@8petros What are you optimizing for?
IIUC adding too much CaCl2 will not hurt: it will just not dissolve once you go past the amount a saturated solution can take. So, if CaCl2 is cheap enough you can just add too much: the only downside is that your heatpack will have higher heat capacity (and so will use up more heat to heat itself up). Note that its solubility in water increases with temperate in a significant way (see e.g. the sidebar on https://en.wikipedia.org/wiki/Calcium_chloride).
I don't know exactly how quickly, but dissolution slows down when you get close to saturated solution. It implies that you might wish to be far from saturated solution so as to get a faster-acting heatpack. However, I expect that this effect can be ignored, because having more water means having more mass for the same total energy, so heating the heatpack up will become a larger factor in reducing the power provided to the outside.
tl;dr I would aim for around saturated solution at heatpack's intended operating temperature, unless you are optimizing for some specific unstated variables.

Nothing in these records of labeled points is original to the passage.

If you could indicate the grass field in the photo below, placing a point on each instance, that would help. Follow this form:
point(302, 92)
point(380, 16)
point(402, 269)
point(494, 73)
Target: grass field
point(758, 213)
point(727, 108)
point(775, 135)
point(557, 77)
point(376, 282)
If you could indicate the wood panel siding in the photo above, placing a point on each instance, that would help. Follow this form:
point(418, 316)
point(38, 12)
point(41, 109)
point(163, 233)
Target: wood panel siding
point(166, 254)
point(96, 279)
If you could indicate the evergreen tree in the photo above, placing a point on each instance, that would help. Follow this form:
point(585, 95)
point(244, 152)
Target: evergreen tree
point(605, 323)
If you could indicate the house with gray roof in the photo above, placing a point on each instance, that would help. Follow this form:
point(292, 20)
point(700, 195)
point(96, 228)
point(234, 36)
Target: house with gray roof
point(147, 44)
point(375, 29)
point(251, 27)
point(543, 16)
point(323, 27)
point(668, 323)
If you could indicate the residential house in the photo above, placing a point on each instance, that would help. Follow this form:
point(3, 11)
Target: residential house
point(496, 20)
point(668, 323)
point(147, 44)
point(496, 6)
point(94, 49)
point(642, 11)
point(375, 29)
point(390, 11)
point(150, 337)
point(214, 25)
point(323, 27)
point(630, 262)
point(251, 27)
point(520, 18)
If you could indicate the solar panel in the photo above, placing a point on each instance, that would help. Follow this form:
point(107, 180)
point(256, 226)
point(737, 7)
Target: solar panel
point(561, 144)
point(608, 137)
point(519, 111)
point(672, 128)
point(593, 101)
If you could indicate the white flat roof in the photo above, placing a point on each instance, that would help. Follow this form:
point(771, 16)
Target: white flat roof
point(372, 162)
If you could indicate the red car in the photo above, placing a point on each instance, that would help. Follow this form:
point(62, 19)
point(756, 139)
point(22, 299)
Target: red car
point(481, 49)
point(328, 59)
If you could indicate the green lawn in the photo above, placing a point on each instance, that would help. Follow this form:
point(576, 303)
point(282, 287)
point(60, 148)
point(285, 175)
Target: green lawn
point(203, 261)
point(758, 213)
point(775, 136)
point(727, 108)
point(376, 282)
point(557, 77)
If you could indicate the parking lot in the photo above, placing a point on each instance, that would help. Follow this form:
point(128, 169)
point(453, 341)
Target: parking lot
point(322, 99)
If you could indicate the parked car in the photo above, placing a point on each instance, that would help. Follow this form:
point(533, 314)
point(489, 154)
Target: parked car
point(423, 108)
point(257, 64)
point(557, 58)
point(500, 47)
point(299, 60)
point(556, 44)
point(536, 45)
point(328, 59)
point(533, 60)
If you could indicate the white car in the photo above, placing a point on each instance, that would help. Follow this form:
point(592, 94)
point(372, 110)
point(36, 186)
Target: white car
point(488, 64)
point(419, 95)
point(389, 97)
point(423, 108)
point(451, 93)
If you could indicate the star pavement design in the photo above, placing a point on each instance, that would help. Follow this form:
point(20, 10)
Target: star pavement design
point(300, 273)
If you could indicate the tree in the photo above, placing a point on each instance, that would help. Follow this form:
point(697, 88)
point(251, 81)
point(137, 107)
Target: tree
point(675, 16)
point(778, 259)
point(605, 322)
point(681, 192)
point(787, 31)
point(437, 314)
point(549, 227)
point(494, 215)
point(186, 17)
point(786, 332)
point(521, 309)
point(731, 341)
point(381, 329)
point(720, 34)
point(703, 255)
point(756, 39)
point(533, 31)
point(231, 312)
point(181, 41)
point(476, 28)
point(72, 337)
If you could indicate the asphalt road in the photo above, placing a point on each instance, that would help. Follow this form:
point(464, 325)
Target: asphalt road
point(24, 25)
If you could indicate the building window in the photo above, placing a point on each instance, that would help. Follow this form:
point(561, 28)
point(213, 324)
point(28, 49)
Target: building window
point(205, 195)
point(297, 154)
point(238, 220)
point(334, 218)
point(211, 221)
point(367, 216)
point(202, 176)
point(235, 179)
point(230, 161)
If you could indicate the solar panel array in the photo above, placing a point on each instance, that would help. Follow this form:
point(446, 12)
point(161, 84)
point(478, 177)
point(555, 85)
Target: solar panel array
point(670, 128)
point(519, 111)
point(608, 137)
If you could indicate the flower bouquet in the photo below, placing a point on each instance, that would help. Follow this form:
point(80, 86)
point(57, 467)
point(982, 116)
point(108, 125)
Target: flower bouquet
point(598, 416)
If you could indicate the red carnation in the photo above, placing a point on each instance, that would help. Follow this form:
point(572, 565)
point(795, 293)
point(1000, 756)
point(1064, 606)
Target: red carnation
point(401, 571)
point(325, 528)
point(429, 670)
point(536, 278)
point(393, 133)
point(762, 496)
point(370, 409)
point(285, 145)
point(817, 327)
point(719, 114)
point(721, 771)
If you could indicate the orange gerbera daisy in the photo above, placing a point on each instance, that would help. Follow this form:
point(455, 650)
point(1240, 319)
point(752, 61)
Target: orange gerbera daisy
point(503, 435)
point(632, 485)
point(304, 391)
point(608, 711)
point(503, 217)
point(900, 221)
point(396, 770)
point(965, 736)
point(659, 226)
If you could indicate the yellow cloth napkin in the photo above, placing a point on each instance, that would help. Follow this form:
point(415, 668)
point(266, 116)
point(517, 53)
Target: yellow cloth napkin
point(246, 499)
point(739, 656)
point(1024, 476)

I expect that optimality would depend enough on what you care about: highest total heat delivered, highest rate of heat delivery over first XXminutes, highest heat delivery while keeping the heat delivery rate uniform, ...
Now that I think of it, if you want stable rate of heat delivery you might wish to feed water at a constant rate into a container with cacl2 instead of mixing it up at once.
@8petros I assume the situation you are considering is a person without a fixed structure around them, who's wearing all the wind/water protection and insulation they are using. I also assume you want something that will not require constant attention and so allow the person to sleep.
I'm curious what sort of container are you considering. (I initially thought that it's very important that it be well sealed, but I realized that as long as no solid calcium chloride leaks out, the only potential danger from the contents I can see it its high temperature.)
2. Doybag or courier's sealed envelope.